Opening Remarks for the 2018 Sporting Chance Forum

Remarks delivered on 12-12-2018 at UNESCO, Paris.

Ladies and Gentlemen,

I am delighted to be here today for this important event to represent the OECD, which is part of the Advisory Council of the Centre for Sport and Human Rights and is committed to its success.

Sport teaches millions of people about values such as fair play, team spirit, respect for others, but also the importance of playing by the rules and of having a level playing field.

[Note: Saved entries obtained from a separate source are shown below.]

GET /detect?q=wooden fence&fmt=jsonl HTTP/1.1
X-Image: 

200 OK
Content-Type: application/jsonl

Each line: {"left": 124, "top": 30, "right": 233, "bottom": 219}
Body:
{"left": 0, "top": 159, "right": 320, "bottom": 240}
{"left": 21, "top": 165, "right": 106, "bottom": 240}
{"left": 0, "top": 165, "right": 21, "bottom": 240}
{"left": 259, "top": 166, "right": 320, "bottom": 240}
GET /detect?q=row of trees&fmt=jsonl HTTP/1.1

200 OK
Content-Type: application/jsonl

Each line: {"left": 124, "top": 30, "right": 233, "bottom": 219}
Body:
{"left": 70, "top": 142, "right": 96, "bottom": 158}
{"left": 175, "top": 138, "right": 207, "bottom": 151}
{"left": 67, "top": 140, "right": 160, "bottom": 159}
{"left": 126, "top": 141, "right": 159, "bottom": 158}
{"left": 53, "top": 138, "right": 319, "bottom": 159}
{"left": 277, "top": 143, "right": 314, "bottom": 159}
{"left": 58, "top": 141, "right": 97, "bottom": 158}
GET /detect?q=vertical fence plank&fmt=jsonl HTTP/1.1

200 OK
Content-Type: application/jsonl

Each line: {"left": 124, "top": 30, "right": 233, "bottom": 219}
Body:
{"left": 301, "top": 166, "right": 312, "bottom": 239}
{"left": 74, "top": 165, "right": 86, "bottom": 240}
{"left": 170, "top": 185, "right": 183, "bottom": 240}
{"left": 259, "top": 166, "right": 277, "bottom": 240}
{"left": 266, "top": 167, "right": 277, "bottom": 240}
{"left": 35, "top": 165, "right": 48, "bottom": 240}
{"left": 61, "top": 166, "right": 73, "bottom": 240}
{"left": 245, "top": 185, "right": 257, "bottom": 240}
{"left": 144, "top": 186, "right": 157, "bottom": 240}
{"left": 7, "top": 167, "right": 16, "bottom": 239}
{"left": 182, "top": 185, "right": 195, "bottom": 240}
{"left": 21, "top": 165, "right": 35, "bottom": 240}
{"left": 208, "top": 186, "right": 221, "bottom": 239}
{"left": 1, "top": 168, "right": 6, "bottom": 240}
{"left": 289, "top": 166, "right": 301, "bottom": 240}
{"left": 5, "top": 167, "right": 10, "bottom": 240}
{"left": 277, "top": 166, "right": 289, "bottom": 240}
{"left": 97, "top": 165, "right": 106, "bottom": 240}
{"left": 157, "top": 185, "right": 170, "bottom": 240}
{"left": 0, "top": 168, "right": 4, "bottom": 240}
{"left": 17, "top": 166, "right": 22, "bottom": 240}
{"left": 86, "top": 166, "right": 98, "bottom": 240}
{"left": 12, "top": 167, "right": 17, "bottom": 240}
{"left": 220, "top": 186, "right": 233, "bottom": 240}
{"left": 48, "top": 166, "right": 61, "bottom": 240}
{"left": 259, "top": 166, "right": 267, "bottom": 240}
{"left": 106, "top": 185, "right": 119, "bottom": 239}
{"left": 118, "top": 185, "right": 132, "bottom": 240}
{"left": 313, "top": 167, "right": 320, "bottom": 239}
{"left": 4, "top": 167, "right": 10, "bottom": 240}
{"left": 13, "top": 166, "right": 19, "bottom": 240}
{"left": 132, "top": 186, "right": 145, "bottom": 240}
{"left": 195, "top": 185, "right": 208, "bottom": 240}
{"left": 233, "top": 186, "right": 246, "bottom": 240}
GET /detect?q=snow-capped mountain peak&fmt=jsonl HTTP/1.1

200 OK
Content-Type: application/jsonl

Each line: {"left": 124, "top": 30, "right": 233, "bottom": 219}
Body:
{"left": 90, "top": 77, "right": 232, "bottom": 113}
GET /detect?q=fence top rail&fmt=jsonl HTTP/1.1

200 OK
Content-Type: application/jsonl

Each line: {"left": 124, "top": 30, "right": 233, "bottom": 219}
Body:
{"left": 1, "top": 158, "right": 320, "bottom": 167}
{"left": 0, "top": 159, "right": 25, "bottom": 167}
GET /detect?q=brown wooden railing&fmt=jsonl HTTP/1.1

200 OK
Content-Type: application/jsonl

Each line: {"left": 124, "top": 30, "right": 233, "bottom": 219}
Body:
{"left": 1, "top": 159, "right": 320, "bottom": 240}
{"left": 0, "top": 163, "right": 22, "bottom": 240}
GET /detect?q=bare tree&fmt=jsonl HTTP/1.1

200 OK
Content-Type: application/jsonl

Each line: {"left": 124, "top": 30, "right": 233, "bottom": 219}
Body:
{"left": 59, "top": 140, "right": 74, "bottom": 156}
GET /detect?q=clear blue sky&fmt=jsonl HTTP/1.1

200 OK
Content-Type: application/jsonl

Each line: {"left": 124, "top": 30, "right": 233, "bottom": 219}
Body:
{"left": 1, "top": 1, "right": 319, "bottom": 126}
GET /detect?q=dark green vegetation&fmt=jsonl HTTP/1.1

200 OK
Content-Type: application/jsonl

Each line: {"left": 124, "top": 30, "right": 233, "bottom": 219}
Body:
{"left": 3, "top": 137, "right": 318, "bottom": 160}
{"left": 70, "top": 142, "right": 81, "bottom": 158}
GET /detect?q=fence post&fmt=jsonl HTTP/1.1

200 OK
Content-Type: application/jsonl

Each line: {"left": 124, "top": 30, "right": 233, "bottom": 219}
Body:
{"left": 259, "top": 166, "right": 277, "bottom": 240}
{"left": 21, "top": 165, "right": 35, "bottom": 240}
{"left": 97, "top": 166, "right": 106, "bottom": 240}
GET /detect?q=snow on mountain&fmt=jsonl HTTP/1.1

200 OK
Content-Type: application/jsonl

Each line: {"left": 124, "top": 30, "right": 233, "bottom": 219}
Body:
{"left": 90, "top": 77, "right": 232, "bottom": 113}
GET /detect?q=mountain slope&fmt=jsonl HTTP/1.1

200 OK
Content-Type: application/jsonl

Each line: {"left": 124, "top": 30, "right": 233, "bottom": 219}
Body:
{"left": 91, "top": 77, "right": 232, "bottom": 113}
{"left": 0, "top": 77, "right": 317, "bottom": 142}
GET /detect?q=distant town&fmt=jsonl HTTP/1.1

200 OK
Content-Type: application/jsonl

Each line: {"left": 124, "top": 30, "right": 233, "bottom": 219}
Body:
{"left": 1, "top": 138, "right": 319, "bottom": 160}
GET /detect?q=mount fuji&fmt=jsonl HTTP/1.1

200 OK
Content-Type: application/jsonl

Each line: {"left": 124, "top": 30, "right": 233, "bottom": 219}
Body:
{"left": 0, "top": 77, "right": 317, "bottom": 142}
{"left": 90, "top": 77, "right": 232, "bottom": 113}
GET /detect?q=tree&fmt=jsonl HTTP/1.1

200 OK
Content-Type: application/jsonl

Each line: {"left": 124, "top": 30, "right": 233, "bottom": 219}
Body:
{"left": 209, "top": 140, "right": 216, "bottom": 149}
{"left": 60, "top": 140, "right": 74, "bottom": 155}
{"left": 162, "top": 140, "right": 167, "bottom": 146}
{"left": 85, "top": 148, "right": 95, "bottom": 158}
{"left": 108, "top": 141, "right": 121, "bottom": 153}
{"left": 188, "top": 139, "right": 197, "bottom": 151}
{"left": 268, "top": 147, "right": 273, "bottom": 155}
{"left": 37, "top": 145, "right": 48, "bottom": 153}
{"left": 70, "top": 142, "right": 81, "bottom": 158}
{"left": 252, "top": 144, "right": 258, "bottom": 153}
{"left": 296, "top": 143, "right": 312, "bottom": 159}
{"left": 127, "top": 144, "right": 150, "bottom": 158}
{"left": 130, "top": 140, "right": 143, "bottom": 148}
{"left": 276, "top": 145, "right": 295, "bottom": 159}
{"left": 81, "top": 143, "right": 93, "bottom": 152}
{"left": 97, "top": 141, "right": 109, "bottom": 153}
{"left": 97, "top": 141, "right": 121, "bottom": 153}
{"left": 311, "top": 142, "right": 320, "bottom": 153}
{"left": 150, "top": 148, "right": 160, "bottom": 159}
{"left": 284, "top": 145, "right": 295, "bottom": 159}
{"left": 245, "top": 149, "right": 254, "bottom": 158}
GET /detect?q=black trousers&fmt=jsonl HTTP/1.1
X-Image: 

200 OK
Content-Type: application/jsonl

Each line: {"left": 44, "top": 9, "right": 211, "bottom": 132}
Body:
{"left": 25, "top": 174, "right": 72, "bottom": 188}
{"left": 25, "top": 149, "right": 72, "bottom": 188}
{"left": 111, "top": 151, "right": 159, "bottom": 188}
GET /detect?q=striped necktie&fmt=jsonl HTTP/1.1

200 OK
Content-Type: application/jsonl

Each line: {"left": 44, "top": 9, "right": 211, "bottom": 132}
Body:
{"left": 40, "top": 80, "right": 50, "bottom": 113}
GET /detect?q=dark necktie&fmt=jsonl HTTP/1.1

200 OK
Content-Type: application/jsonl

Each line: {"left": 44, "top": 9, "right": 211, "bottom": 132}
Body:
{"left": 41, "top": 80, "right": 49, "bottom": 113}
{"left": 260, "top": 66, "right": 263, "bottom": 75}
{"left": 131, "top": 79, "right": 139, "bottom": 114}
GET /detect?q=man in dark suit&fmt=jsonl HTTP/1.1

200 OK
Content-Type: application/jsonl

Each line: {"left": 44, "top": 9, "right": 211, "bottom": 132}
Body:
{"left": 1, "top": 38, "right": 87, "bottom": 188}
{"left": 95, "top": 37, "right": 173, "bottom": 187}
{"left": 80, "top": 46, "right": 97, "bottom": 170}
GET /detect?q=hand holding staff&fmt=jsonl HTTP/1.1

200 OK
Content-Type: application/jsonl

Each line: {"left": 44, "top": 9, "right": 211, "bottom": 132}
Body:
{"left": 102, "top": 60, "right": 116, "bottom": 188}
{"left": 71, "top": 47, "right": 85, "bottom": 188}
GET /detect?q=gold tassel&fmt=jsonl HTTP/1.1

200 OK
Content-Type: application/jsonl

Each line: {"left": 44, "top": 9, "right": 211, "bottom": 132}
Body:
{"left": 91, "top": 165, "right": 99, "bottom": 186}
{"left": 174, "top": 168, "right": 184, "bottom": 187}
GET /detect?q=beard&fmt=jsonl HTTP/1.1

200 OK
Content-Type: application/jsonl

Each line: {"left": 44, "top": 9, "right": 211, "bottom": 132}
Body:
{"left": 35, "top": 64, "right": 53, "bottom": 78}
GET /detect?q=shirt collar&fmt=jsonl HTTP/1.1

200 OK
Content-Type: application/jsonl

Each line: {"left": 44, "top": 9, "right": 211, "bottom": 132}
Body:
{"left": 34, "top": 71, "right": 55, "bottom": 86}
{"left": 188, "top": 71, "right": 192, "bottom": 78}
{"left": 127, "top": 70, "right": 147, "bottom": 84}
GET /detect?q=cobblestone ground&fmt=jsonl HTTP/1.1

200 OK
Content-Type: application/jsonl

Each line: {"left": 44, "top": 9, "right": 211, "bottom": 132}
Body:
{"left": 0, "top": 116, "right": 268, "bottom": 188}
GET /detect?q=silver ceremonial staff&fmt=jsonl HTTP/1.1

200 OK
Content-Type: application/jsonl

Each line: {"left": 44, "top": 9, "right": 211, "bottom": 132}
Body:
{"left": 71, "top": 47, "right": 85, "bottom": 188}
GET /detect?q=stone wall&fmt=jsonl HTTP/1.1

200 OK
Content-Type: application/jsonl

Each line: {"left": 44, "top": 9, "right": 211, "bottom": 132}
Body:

Sport has the potential to elevate us, but many recent examples show that some aspects of sport can have adverse effects, notably on human rights. I am thinking of corruption associated with sporting events. I am thinking of violations of human rights against workers and communities affected by sports-related infrastructure projects.

I am thinking of the recently uncovered abuses suffered by athletes, just to name a few.

These risks are exacerbated by the fact that sport is now a booming industry which by some estimates generates more than 145 billion dollars in annual revenue.[1] In particular, mega-sporting events involve high levels of public expenditure, large-scale investment from sponsors, together with high-value media contracts. This creates a high stakes, high risk environment for sports organisations, whose operations are often subject to little external oversight.

This shows that respect for human rights in the sporting context is a crucial and multifaceted challenge for governments, companies and sport organisations. It must be addressed from different angles, and this is what the OECD is trying to achieve. Let me give you three examples of OECD initiatives which seek to address sport-related human rights impacts.

First: on the anti-corruption front, the OECD, together with other international organisations, sports organisations, governments and stakeholders, has established in 2017 the International Partnership against Corruption in Sport. IPACS works towards better policies which can help pre-empt a number of challenges in those areas where the risk of corruption is particularly high.

Last week in London, IPACS held a high-level meeting where more than 100 Ministers, international sports organisations and experts reaffirmed their commitment to tackling corruption in sport, focusing on three specific areas where sport is particularly prone to corruption risk: public procurement for sport related infrastructure; managing conflict of interest in the selection of major sporting events; and strengthening the application of global governance standards to the world of sport.

These commitments were further strengthened by G20 countries’ recognition of IPACS in the new 2019-2021 G20 Anti-Corruption Action Plan adopted by Leaders in Buenos Aires. Tomorrow morning, the OECD Director for Legal Affairs, Nicola Bonucci, will discuss in more detail the achievements and future plans of this important multi-stakeholder initiative.

Second, on the remedy front, the OECD coordinates a network of non-judicial grievance mechanisms: the National Contact Points for Responsible Business Conduct. The NCPs are national bodies in charge of implementing the OECD Standard for Responsible Business Conduct, the well-known OECD Guidelines for Multinational Enterprises. In that capacity, NCPs can receive cases against companies having allegedly breached the Guidelines.

NCPs provide a platform of dialogue to reach a solution for the issues raised.

As I said, in many instances, sport is a business, and NCPs have provided remedy in sport-related cases. To give just one example, in 2017 the Swiss NCP helped FIFA and the global union federation Building and Wood Workers International reach an agreement regarding the labour rights of workers employed on World Cup stadium construction sites in Qatar.

Third: on the local development front, in May this year the OECD Council, our highest political body, adopted the OECD Recommendation on Global Events and Local Development. This Recommendation applies to sporting events and sets the framework conditions to ensure that such events deliver on the promises they hold for host cities and nations.

It contains concrete guidance for Governments regarding planning, delivery, evaluation, governance and partnerships with other actors.

The Recommendation promotes the respect of human and labour rights throughout the event lifecycle to ensure community benefit and the creation of quality jobs. The OECD has also developed a forward-looking Implementation Strategy to help cities and countries achieve more sustainable global events and build stronger capacities to leverage local benefits for all.

These three examples show the incredible complexity of tackling all possible human rights issues linked to the world of sport, and how this is necessary to ensure the value and benefits of sport to communities and the economy. They also show that international organisations, governments, and private actors can come up with solutions for better respect for human rights through creative multilateral initiatives.

Thank you

[1] Global Corruption Report: Sport, Transparency International, Feb 2016. Changing the Game: Outlook for the Global Sports Market to 2015, PricewaterhouseCoopers.